My sprouting calabrese broccoli is on the verge of harvest. This being my first time growing this veggie, I'm pleased with how hardy and frost resistant it has proven to be. After I harvest the center shoot, I will continue to care for the rest of the plant and hope that they will then produce side shoots.
The broccoli forest.
Over the last week there have been quite a few nights in the mid 30's. Happily my Stupice tomatoes have fared well, but my work-horse cherry tomatoes from the middle of the summer bit the dust. I harvested all of the tomatoes and have read that many of the green ones will still ripen up. It was amazing how many tomatoes two bushes were still cranking out in December. I just have them out on the counter hoping to see red!
The following photos consist of a few harvests over the past 2 weeks.
Mommy's little helper.
Sugar snap peas, a few beets, Stupice tomatoes and one red cored chantenay carrot.

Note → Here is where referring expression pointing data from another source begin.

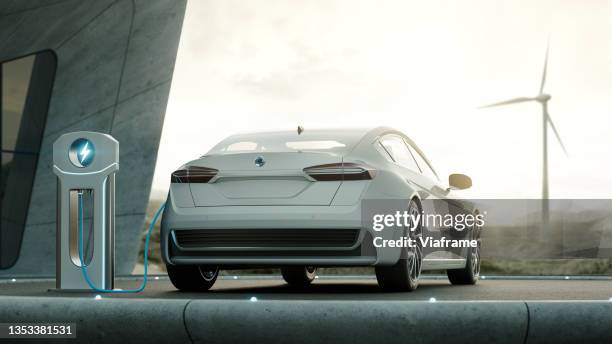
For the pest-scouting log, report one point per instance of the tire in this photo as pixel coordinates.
(299, 276)
(192, 277)
(405, 274)
(470, 273)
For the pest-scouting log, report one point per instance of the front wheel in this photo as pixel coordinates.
(299, 276)
(470, 273)
(405, 274)
(192, 277)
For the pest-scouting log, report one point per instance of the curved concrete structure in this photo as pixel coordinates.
(115, 60)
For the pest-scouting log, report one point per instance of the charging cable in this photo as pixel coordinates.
(146, 252)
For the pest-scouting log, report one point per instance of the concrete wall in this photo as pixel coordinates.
(115, 64)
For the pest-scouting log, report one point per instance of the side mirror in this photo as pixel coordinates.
(459, 181)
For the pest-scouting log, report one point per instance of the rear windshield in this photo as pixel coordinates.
(337, 142)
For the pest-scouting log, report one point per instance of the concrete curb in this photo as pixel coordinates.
(236, 321)
(102, 321)
(570, 322)
(355, 322)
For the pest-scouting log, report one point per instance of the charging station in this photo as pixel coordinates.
(85, 164)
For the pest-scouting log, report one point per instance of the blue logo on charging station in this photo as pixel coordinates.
(82, 152)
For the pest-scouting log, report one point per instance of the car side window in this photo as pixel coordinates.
(398, 151)
(423, 165)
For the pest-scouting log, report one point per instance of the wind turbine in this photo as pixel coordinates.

More backyard bounty showcased in my new birthday Le Creuset pan.
A note about seeds:
A true blessing of southern California weather is the ability to have a year-round vegetable garden and even direct-sow seeds in the middle of December. Today I planted more seeds as other crops have finished up. I planted more broccoli, yellow and red beets and lettuce. I subscribe to the idea of successive planting:
Same Vegetable, Staggered Plantings: Space out plantings of the same crop every 2-4 weeks. Many vegetables fade after producing their initial crop, setting a heavy crop initially. Rather than planting your entire row all at once and having feast or famine, you can plant part of the row at the beginning of the season and then plant more in about 2-4 weeks. A new crop will be continually coming in.